PROSA

Nada me faltará

Imagem: Filippo Morghen, 1776.

Jaqueson Luiz da Silva
São Paulo – SP

Eu não tenho o hábito de frequentar aquele supermercado, porque fica muito longe da minha casa. Mas nesse dia, aproveitando que estava de folga e dando uma volta por alguns lugares comerciais da cidade, resolvi ir até lá, porque queria verificar se nele havia café descafeinado. No mercado aqui próximo, não encontrei na prateleira. Além disso, eu queria verificar outra coisa, em tendo o café nesse supermercado, se seria mais barato. Café descafeinado é muito caro. Tudo o que falta é sempre mais caro. Acertei. O pacote de250g ali está muito mais barato. Fiquei me perguntando também, por que, nesta cidade, tudo o que está mais longe parece mais barato ou tem uma imagem, contraditoriamente, de mais acessível?

Sempre que vou ao supermercado, tenho uma lista com os produtos que estão faltando em casa. Não faço compras grandes, porque moro sozinho. Preciso de bem poucos itens e, produtos perecíveis estragam muito rápido. Se eu comprar dois tomates, fatalmente, em menos de 3 dias, um deles apodrece pela metade, então tenho de jogar fora. Não dá para saber até que ponto no invisível da pele vermelha a podridão atingiu as células.

Depois de encontrar o café, comecei a andar pelos corredores à procura de outros itens que estavam faltando e também de alguns outros que, possivelmente, eu descobrisse que estivessem faltando e eu não sabia até aquele momento. O mercado é a grande ilusão de que nada me faltará.
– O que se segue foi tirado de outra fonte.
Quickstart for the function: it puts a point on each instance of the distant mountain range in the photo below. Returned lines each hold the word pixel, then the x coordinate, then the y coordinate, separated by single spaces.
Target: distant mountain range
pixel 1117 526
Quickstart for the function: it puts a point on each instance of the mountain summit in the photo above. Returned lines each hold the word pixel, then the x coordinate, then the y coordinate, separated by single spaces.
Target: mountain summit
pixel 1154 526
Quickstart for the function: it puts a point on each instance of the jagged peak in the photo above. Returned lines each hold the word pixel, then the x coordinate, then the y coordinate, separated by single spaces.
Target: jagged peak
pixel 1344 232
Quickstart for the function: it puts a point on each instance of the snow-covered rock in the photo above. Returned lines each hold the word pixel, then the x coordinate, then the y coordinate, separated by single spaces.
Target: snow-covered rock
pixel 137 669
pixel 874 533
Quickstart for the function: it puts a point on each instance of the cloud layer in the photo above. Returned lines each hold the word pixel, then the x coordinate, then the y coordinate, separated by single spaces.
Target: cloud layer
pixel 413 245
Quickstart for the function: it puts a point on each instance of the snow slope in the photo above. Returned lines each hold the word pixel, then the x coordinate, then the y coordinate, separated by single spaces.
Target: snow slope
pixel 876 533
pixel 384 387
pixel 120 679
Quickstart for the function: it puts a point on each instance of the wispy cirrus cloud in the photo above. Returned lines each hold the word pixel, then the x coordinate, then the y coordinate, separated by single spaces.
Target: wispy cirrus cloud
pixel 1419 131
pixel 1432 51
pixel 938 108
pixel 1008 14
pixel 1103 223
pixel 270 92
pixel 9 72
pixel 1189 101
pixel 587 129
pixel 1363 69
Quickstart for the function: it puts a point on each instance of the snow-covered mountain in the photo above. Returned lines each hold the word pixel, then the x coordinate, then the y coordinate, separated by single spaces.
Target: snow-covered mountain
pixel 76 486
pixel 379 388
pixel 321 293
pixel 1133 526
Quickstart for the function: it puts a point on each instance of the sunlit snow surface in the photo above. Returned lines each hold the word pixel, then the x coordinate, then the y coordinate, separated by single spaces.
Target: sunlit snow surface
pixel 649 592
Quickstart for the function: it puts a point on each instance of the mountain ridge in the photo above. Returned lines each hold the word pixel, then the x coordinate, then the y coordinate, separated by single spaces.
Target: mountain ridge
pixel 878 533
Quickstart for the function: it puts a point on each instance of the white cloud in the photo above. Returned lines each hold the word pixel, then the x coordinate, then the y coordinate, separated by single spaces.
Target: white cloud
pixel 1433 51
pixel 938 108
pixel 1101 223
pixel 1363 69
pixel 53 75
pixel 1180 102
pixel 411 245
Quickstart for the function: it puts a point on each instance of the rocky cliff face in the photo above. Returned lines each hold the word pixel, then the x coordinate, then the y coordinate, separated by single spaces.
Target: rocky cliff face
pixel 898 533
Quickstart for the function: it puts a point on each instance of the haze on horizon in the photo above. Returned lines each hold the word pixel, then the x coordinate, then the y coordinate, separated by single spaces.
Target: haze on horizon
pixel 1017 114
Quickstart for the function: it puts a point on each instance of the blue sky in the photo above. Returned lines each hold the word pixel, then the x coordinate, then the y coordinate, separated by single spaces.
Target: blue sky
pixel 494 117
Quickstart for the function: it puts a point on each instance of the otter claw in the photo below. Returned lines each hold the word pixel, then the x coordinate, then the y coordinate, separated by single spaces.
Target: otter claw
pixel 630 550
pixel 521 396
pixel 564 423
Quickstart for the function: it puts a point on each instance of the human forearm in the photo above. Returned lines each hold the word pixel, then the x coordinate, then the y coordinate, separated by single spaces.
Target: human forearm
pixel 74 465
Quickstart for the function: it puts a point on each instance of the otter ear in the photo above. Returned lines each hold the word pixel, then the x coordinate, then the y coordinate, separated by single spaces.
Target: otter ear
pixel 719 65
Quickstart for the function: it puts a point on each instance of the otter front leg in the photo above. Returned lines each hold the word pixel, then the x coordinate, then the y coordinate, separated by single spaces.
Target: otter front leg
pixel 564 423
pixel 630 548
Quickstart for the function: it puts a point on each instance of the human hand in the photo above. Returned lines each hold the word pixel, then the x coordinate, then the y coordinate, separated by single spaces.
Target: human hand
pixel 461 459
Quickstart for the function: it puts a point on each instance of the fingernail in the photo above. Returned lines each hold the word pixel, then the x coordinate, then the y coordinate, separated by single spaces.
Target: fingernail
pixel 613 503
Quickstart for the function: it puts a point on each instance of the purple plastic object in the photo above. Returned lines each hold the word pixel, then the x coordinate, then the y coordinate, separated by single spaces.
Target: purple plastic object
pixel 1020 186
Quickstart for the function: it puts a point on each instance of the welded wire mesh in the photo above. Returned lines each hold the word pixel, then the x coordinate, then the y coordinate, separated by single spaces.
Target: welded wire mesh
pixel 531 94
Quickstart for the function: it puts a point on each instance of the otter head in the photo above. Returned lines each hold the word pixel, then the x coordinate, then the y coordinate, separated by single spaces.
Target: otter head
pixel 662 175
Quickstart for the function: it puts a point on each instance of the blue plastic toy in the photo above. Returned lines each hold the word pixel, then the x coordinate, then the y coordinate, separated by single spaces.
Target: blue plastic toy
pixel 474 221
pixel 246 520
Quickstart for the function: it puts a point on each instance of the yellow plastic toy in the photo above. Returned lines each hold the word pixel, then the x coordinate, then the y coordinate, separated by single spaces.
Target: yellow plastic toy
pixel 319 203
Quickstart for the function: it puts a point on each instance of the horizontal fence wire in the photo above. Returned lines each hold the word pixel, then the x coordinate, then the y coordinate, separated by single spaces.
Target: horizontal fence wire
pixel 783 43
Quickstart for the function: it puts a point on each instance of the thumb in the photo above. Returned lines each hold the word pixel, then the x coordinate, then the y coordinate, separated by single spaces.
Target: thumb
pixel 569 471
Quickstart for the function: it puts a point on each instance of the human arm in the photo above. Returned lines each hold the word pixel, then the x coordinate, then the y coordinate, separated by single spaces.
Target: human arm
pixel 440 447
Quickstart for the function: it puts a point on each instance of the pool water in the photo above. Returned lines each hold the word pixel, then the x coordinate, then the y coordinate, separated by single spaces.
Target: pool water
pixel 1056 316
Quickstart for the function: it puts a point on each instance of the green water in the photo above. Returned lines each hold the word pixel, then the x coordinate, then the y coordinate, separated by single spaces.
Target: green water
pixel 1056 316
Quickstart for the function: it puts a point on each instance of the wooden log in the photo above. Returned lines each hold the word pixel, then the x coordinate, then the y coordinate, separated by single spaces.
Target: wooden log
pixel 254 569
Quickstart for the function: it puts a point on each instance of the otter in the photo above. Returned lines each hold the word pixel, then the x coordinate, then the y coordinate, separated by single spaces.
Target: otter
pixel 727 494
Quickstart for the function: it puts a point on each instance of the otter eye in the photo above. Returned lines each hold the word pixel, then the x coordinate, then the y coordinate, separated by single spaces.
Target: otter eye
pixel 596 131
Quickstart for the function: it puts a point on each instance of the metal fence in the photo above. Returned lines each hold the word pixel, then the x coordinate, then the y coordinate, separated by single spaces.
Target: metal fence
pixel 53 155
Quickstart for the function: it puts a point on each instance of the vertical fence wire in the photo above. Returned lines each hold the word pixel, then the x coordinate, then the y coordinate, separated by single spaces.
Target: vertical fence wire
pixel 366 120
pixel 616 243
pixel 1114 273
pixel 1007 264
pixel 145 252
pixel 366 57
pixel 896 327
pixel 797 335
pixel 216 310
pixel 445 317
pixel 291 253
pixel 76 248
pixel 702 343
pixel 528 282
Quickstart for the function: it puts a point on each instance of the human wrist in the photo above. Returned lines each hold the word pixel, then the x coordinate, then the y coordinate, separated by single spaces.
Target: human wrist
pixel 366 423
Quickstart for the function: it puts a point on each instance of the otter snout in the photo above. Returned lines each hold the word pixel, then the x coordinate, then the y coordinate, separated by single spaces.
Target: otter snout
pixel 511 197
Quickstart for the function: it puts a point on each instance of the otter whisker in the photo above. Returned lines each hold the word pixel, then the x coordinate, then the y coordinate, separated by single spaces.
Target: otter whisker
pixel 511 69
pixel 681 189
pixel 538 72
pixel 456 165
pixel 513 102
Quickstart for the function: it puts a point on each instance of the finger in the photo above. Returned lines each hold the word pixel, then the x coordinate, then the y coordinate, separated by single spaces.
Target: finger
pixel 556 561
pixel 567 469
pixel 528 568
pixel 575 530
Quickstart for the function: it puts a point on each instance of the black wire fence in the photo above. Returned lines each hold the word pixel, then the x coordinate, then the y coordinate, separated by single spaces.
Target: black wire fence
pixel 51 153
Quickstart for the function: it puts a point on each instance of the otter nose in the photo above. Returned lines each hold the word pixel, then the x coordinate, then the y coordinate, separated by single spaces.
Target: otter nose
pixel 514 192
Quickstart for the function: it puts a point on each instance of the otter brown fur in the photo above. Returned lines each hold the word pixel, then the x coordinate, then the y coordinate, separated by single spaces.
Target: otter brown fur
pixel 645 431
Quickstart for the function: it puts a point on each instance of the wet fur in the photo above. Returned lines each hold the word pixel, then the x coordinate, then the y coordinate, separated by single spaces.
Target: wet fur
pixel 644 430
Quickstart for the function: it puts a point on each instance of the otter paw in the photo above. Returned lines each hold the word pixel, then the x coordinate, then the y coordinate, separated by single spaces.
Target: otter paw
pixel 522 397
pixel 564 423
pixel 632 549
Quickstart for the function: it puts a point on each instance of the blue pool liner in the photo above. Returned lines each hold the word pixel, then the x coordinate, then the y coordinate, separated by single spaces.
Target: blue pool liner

O mercado não estava cheio, apenas a fila no açougue estava um pouco longa. O açougue fica na parede ao fundo. É preciso atravessar toda a nave do corredor central para chegar até ele e poder vislumbrar principalmente as peças de carne vermelha penduradas no balcão frigorífico. Era uma quarta-feira, fiquei refletindo e analisando por que as pessoas estavam em busca de carne no meio da semana. Não havia nenhuma festa específica no calendário. Bom, não fui adiante com as reflexões. Simplesmente, o poder aquisitivo da população trabalhadora voltou a melhorar e tem sido possível tomar de volta algum de seu pedaço de carne perdido em tantas horas de trabalho.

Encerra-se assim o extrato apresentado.